Somaesthetics and the Revival of Aesthetics

Richard M. Shusterman


This paper examines the ten-year history of somaesthetics – describing the field's origins and genealogical roots, explaining its terminology, analyzing its structure, tracing its reception, exploring its most interesting applications, and responding to the most important criticisms that have been directed at it. Somaesthetics, as the paper shows, emerges from the framework of my work in pragmatist aesthetics which sought to revive aesthetics by bringing art closer to life and bridging the presumed divide between the aesthetic and the practical while also advocating an idea of ethics as an art of living. One way to bring more life to aesthetics is to emphasize the role of the living body in art and aesthetic experience. Another strategy of revival is to expand the field of aesthetics to make it more relevant to more people by including practices of somatic stylization and enhanced somatic perception (aisthesis). Somaesthetics, a discipline of both theory and practice, deploys these means of revival, and seems to have had some positive influence.

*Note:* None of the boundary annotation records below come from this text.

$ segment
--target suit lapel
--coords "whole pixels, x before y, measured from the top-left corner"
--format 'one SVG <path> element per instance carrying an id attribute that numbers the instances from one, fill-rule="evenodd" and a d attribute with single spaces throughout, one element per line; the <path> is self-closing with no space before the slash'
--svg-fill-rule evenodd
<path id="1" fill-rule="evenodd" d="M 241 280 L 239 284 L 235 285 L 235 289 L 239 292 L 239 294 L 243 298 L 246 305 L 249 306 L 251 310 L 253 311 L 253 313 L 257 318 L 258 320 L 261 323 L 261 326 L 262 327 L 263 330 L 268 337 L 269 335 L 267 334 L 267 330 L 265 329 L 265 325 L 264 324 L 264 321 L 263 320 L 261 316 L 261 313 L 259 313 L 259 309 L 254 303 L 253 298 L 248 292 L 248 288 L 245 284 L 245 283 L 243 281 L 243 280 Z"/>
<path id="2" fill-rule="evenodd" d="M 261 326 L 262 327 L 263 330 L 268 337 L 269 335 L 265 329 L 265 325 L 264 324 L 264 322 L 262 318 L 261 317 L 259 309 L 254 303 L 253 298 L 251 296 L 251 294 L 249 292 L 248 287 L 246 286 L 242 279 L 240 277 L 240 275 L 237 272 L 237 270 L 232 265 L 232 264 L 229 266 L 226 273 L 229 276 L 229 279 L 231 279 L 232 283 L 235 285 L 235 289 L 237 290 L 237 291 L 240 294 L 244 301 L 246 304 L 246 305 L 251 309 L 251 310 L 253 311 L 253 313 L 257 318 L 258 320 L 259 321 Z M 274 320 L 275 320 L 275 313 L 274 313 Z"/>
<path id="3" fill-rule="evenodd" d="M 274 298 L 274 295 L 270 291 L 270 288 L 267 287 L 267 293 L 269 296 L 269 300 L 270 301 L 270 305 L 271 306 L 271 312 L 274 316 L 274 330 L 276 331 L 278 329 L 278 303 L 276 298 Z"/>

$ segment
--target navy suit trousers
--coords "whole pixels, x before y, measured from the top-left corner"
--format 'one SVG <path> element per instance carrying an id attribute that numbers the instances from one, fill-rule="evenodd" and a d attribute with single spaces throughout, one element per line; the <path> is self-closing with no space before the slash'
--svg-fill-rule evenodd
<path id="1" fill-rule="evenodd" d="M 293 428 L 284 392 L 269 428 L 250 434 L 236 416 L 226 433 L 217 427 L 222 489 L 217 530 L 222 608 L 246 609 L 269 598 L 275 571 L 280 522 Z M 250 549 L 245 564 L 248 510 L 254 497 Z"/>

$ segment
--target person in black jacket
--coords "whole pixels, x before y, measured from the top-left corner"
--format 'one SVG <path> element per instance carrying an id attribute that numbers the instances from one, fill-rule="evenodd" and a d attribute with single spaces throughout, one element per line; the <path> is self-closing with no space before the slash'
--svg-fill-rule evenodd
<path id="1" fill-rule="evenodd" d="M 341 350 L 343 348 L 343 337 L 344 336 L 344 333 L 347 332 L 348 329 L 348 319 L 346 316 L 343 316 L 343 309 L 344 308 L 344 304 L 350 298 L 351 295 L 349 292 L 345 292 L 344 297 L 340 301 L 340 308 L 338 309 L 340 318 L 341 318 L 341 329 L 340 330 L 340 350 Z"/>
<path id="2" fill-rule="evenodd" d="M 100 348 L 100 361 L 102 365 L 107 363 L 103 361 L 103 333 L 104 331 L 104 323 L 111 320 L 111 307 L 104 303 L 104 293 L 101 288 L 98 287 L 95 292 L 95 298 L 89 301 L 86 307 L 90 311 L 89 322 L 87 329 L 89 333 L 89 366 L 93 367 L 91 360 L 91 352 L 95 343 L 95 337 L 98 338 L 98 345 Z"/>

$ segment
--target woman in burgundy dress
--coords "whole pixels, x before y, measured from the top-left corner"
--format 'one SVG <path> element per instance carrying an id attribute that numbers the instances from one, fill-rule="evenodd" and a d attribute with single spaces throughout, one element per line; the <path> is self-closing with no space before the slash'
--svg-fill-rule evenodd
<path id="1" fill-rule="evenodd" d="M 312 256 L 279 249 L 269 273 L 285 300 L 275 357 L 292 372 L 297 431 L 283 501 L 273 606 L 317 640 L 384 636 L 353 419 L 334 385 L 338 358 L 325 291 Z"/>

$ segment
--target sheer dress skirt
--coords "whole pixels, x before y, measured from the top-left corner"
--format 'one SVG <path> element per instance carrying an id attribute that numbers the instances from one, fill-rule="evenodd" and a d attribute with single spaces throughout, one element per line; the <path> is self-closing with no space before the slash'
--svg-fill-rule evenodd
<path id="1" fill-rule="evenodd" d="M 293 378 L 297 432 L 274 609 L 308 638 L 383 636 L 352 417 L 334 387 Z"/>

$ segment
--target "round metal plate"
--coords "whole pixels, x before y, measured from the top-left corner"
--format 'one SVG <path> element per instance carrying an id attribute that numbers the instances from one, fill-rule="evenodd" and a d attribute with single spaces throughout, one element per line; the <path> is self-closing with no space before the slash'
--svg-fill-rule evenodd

It has been applied by diverse authors in many different fields – from performance art and computer design, to sports, feminist issues of identity, and the use of technological body enhancements in the art of living. The three main branches of somaesthetics are introduced, and the complex structure of the field is used in refuting some of the typical criticisms made against it. Somaesthetics is not a blanket apology for the dangerous excesses of our body culture, but rather a site for the ideological critique of the dominant somatic ideals. Its interest in the body is not a celebration of irrationality or the abandoning of critical reflection.